Monday, July 30, 2012

Talent Shortage in Healthcare IT: Three real-world solutions to solving the problem.

Our blog has moved. You will find this blog post and fresh content on our new Talascend IT blog.

How do you find and retain top HIT talent?
There are countless stories about the current HIT skills shortage crisis, not only in informatics, but in other specialized areas of IT as well. I’ve written a few of them myself.

We’ve seen informatics baccalaureate programs pop up to help meet the expected demand. There’s only one problem: How will the healthcare industry get 50,000 new workers through a four-year program, in a partial-handful of schools, in the next two years, to address the incentivized program needs of HCOs in time for meaningful use, ICD-10, and HITECH?

The short answer is that they won’t. Besides, HCOs want experienced technical clinicians, not grads they have to train on their systems, their culture, and at their expense.

Many resourcing professionals and healthcare industry experts talk about what HCOs need to do to recruit, hire and retain top talent. My company is not immune to engaging in such activity.
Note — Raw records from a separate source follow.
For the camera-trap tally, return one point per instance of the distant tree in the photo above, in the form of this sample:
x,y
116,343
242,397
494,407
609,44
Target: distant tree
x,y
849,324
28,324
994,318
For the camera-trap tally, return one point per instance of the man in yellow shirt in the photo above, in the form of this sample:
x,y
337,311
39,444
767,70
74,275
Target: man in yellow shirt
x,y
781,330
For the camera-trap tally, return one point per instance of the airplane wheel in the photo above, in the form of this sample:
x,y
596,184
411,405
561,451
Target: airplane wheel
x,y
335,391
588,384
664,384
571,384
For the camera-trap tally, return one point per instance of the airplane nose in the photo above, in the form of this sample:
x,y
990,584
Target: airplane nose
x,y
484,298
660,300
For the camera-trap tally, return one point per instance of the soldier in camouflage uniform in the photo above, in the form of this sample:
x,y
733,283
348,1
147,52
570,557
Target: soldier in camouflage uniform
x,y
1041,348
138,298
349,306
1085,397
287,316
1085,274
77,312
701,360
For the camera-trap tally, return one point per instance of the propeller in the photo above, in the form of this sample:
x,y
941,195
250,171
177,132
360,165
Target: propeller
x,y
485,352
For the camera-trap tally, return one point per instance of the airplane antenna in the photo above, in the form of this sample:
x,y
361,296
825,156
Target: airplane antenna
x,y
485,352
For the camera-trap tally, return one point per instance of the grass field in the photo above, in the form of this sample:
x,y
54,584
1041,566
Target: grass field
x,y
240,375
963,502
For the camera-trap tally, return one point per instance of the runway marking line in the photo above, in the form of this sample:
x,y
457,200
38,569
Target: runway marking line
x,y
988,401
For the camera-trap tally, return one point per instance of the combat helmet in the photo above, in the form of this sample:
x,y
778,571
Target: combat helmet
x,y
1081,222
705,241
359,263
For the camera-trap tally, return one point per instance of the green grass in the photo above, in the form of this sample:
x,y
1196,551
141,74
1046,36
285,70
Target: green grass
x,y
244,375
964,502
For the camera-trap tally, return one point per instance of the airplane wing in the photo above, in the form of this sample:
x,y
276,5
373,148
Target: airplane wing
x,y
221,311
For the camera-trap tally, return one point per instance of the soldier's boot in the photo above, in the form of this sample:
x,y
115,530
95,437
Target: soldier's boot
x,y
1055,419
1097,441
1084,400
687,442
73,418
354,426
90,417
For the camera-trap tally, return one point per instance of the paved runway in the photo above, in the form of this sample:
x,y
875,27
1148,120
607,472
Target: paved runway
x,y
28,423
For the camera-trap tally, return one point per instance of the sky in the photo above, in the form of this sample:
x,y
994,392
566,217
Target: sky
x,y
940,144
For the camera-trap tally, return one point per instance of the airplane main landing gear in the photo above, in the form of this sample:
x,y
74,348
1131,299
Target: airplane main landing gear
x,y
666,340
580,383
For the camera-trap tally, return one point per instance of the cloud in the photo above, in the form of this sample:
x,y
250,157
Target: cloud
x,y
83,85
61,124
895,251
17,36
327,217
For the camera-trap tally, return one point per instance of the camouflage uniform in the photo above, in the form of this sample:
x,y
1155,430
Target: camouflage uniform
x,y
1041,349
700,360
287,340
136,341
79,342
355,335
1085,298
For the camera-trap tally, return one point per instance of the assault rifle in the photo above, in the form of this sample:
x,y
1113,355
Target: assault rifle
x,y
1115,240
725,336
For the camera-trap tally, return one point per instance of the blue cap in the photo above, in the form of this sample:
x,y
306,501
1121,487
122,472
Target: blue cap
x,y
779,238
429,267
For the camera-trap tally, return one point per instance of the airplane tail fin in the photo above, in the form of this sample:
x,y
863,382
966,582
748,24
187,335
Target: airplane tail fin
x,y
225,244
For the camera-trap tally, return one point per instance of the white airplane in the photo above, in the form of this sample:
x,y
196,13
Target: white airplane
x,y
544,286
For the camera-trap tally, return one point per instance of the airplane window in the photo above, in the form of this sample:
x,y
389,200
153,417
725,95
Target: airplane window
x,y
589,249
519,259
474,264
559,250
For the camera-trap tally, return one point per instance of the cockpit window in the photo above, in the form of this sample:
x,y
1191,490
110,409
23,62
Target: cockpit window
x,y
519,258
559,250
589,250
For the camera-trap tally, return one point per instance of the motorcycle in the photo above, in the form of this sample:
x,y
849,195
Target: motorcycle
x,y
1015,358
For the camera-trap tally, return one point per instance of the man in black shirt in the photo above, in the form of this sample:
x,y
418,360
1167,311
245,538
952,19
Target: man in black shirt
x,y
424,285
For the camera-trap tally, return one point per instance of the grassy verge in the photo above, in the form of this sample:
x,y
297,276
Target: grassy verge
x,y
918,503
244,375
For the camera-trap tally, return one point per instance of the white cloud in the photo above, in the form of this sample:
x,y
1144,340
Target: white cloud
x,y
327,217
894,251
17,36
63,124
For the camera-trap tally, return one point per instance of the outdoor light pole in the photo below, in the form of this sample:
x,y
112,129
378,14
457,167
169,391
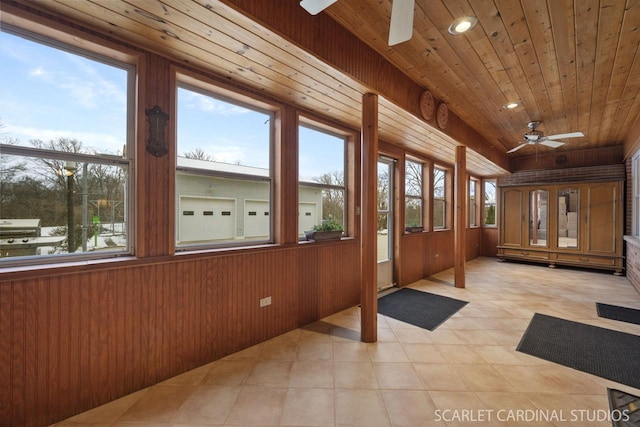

I think we all know there is a fight for the top talent in HIT. I think we’re all aware of what we need to do to get the best of the best: Higher pay than the competition, an engaging work environment, a culture where life/work balance is actually balanced, great benefits, continuing education, and interesting projects. My staff and I are in the trenches every day fighting the battle. I am likely not telling any CMIOs or private practices anything they don’t already know; at least the ones who are actively involved in getting ready for the changes.

Here’s what I don’t understand: No one is taking steps to address the shortage; not the HCOs, not the doctors, not the technical resourcing industry. The only solution I’ve seen is to grant more H1B Visas.
Here are three ways I think we can address the shortage quickly and domestically (or at least more quickly than waiting for those four-year grads to come and save us.)

  1. Train experienced HIT professionals in clinical skills and terms they need to know now. That’s right I brought up the ‘T’ word. Just as C# developers are a good fit for mobile apps work, there are plenty of hard working, talented HIT professionals out there right now that can do 90% of what any HCO might need them to do from a technical standpoint. They have not gone to medical school. They know the language of healthcare IT already. They need clinical training. Community colleges offer training in nursing and other specialized healthcare fields.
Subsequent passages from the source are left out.